Budgeting and financial goals have increasingly become more of a priority for me. And when I look at my lifestyle and where I spend the most of my money, although not impossible, there aren't many areas to cut back in. The only money I spend on beauty and hygiene is when I have to repurchase something I've run out of. My grocery budget is pretty modest and what I eat on a daily basis doesn't vary a lot (I am a food robot). I, for the most part, only spend money eating or drinking out on the weekends and in social settings. So that leaves clothing. It's routinely an area where I spend a lot and without a lot of premeditation.
I've been noodling with how to best approach this for a few months now. Should it be a no-new ban, where I can only shop second hand for three months, six months, a whole year? Or maybe I should not allow myself to buy any clothing for a set amount of time. I finally settled on a strict monthly clothing budget.
Because it's so easy for me to spend $82 here, $37 dollars there, it quickly adds up and it's hard for me to feel accountable until the end of the month. I've tried tracking every transaction I make throughout the month, but that gets tiring and by the time I do all the auditing at the end of the month, all that money's already been spent.
I thought the best way to do this was to give myself an allotted amount of money to spend on clothing for the entire month, and to subtract from that with each purchase, so when I hit zero, that was it. But I knew that if I was just keeping track of the purchase made on my debit card, it'd be easy to lose track or start being very, very lenient with the budget.
Pulling out and only using cash for clothing wouldn't work because the majority of my shopping is done online. And then it just came to me one day like one of Raven's visions: PayPal.
So here's how it works:
- At the beginning of every month, I will move $100 into my PayPal balance and that's all the money I can spend on clothing for the month.
- If an online retailer doesn't take PayPal, I'll go in and subtract that amount and transfer it into my bank.
- What I don't spend that month will stay in the balance and roll over to the next month.
- So, if something I want is over $100, I have to save up for it over multiple months.
It's only been a week, but I can already feel the benefits of having these boundaries. I knew I wanted to buy that Loewe puzzle bag knockoff, which was $60.63 with tax and like a $3 discount. That left me with $39.37. There were two things in the Aritzia sale that I wanted, a pair of faux leather mittens and a black crop top that I could wear leisurely and working out. But I could only afford to get one or the other.
After much hemming and hawing, I decided that the mittens were beautiful but now that I'm working from home for the time being, I don't need to keep my hands warm during a long commute. I have one other high neck black tank that I love wearing around the house and during yoga and ballet, and it would be nice to have a second one on hand for when the other is in the wash. $36.33. That leaves me with $3.04 for the month of January.

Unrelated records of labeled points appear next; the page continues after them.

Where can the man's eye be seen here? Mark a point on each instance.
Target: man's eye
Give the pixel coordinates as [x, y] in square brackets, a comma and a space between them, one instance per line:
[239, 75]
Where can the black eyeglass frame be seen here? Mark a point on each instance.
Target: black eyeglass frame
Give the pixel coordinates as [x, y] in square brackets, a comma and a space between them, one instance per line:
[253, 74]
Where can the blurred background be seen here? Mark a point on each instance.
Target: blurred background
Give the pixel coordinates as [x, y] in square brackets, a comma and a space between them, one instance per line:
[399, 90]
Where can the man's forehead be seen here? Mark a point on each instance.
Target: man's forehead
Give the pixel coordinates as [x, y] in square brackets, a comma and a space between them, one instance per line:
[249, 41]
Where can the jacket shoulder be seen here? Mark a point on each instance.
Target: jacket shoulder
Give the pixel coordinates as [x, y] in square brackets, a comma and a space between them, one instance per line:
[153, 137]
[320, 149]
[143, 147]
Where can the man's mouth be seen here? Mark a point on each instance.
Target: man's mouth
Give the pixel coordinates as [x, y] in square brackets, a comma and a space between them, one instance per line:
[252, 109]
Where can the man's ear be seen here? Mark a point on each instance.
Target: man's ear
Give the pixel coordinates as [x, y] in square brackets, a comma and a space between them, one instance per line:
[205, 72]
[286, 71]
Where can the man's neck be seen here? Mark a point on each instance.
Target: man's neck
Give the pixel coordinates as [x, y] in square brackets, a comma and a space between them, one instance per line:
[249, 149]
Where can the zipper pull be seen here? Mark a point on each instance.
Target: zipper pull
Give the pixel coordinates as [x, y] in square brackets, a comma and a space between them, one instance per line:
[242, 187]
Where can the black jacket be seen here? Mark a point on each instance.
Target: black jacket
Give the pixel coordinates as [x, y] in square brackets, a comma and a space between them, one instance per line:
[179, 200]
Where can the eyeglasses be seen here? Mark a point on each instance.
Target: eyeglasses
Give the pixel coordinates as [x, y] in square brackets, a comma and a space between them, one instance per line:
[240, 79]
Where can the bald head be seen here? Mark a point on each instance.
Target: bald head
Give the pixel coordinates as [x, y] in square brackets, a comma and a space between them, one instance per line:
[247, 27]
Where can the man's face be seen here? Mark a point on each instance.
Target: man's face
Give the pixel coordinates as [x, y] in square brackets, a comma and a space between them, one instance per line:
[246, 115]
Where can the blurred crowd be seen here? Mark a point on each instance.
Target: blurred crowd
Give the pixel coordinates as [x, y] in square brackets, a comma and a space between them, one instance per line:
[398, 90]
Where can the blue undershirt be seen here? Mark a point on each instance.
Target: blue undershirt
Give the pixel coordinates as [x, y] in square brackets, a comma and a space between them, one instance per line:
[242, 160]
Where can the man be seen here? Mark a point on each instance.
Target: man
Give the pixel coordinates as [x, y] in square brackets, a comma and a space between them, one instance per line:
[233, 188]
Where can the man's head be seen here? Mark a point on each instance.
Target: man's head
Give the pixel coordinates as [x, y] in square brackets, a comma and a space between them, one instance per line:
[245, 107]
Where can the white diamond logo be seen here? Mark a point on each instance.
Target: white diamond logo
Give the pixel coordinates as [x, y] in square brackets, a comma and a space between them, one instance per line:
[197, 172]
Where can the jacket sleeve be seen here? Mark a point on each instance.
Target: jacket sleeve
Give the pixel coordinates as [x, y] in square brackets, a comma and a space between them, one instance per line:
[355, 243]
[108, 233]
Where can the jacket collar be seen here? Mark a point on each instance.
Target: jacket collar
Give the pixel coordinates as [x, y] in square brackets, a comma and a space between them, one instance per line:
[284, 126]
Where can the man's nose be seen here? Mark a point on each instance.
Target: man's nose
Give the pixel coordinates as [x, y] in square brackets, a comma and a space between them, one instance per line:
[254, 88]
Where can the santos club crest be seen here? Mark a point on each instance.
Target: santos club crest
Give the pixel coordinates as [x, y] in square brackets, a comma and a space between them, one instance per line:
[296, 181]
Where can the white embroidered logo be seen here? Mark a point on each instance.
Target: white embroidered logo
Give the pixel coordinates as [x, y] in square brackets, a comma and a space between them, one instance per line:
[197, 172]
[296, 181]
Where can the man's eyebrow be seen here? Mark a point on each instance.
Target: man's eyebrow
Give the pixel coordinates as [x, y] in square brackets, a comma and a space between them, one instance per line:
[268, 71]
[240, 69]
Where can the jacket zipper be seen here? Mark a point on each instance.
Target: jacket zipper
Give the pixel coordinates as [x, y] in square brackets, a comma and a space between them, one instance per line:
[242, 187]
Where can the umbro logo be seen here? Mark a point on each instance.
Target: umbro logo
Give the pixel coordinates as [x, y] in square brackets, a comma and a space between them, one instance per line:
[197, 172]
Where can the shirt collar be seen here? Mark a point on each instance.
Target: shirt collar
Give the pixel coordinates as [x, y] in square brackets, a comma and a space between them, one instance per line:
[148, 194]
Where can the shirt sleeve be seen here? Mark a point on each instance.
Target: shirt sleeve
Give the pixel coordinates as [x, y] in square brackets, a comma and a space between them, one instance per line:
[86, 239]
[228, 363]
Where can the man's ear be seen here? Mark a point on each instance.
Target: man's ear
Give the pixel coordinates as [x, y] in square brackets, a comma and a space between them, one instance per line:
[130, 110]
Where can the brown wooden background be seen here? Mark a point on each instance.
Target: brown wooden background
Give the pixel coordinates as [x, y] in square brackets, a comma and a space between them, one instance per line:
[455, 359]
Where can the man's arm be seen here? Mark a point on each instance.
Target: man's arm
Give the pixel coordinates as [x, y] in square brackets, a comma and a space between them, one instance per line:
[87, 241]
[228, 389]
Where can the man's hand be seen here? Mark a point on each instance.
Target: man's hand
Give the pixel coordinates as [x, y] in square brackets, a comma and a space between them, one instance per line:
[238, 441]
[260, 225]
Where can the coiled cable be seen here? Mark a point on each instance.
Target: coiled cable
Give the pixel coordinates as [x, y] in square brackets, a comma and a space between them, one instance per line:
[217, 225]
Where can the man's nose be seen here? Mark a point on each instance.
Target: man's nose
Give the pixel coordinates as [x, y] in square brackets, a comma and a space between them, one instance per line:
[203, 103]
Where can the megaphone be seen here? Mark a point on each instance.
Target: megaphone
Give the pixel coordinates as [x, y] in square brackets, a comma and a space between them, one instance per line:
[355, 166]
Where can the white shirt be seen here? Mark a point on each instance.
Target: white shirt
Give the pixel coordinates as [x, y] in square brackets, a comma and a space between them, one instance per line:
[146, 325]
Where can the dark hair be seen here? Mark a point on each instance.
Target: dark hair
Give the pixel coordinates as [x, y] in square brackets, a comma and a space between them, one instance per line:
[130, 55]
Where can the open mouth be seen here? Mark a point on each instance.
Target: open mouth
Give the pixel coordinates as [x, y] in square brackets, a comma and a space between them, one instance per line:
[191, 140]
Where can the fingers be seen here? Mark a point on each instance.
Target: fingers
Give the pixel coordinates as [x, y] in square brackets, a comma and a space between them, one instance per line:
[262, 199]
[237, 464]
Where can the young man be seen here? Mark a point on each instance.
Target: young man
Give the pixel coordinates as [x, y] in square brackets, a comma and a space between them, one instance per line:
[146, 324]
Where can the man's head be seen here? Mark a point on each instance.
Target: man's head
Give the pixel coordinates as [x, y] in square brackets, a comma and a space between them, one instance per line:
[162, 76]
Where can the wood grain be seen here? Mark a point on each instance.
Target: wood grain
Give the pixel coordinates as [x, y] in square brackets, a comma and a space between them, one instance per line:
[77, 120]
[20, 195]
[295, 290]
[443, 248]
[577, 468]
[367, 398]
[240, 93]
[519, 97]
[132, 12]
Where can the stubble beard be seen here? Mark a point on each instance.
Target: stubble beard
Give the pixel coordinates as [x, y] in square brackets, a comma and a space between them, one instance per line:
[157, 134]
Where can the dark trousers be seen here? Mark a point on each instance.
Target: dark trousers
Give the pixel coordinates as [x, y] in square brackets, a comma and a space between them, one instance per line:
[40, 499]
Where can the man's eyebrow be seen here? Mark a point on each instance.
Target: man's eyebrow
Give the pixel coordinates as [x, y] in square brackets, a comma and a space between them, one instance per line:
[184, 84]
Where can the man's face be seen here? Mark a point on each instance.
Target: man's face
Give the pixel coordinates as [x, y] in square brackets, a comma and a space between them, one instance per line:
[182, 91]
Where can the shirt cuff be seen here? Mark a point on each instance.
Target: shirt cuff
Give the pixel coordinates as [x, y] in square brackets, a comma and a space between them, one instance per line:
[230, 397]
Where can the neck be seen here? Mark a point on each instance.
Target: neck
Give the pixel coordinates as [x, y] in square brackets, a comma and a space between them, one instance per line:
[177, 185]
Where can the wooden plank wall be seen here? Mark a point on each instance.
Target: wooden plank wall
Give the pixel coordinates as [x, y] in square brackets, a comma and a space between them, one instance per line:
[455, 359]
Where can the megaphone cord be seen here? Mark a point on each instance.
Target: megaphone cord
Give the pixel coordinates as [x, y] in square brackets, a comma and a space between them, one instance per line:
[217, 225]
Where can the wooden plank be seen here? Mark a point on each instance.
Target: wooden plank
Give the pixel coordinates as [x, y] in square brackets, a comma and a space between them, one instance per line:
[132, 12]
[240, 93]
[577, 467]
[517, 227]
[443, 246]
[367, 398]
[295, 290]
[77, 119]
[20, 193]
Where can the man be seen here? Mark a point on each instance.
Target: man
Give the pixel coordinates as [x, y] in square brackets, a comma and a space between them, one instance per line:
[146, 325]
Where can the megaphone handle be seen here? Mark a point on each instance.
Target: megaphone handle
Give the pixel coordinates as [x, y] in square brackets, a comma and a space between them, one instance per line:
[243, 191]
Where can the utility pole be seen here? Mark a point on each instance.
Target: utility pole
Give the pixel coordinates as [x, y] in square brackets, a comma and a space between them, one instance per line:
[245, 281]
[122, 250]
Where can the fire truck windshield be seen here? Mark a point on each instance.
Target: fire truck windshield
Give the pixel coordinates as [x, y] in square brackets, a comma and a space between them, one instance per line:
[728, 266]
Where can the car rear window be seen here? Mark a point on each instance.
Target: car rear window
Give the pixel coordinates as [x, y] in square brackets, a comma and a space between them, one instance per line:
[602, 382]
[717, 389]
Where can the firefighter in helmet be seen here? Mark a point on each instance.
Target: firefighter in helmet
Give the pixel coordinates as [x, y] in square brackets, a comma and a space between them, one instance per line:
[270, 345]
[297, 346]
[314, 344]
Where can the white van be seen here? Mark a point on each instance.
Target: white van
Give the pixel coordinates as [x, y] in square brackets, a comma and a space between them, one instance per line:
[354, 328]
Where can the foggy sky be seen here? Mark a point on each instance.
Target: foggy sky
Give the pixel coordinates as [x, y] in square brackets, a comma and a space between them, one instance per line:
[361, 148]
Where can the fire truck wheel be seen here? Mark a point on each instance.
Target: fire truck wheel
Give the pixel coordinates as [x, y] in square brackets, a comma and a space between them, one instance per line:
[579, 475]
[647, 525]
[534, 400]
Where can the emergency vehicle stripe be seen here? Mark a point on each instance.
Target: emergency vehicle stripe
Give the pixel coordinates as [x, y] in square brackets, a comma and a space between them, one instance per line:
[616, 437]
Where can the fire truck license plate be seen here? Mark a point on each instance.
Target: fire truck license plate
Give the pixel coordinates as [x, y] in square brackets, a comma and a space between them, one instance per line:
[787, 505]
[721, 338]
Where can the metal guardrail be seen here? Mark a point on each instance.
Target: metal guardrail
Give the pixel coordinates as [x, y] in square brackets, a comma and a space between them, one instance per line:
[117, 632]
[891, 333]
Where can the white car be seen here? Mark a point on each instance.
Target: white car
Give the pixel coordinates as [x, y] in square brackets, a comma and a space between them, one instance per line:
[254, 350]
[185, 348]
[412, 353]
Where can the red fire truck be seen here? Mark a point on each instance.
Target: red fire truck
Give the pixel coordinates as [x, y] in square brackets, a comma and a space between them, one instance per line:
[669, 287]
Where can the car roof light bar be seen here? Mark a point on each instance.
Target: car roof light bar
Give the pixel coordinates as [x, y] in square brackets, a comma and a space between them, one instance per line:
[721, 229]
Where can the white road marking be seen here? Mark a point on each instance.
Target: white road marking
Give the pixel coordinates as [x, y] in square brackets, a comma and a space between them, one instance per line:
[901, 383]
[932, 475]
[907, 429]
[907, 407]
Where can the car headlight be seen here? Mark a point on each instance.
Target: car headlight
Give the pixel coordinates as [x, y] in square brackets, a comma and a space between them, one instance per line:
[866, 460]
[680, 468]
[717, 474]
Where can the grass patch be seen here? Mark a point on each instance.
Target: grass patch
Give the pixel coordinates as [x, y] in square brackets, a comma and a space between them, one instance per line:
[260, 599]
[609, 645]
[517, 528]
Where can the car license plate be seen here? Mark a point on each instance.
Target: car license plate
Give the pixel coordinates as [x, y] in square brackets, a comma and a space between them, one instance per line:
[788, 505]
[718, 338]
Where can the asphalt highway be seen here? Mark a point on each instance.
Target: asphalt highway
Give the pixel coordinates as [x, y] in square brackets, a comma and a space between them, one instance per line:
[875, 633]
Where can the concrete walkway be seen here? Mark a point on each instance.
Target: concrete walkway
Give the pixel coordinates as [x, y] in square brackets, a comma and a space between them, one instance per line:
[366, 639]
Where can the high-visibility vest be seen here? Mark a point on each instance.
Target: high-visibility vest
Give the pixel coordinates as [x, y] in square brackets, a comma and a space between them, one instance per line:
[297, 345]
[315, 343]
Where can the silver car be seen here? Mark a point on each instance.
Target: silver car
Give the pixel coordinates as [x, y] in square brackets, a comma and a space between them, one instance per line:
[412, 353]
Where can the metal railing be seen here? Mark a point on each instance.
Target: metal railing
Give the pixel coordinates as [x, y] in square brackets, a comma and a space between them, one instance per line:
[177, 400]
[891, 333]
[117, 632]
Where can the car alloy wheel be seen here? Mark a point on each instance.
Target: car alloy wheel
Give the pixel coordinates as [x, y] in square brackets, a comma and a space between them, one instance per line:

This has forced me to be discerning and make decisions about what I buy and whether I really do need that thing right now. If anything, it at least makes me do a doubletake and think about purchases for a second. I'm already contemplating what my February purchase will be. Hm, do I sense a series coming?
*Edit: I felt I had to add that between the two days of me writing this post and coming back to edit it before publishing, I messed up and went over my budget without even realizing it until afterward.
I'm going on a snowy hike this weekend and was thinking that I didn't have any warm bottoms. Leggings aren't enough, and all of my jeans are too tight to put a pair of leggings underneath them. So I ended up finding two pairs of sporty sweatpants in the Goodwill. $15.39. If you've been following along, that puts me at -$12.35. Oops.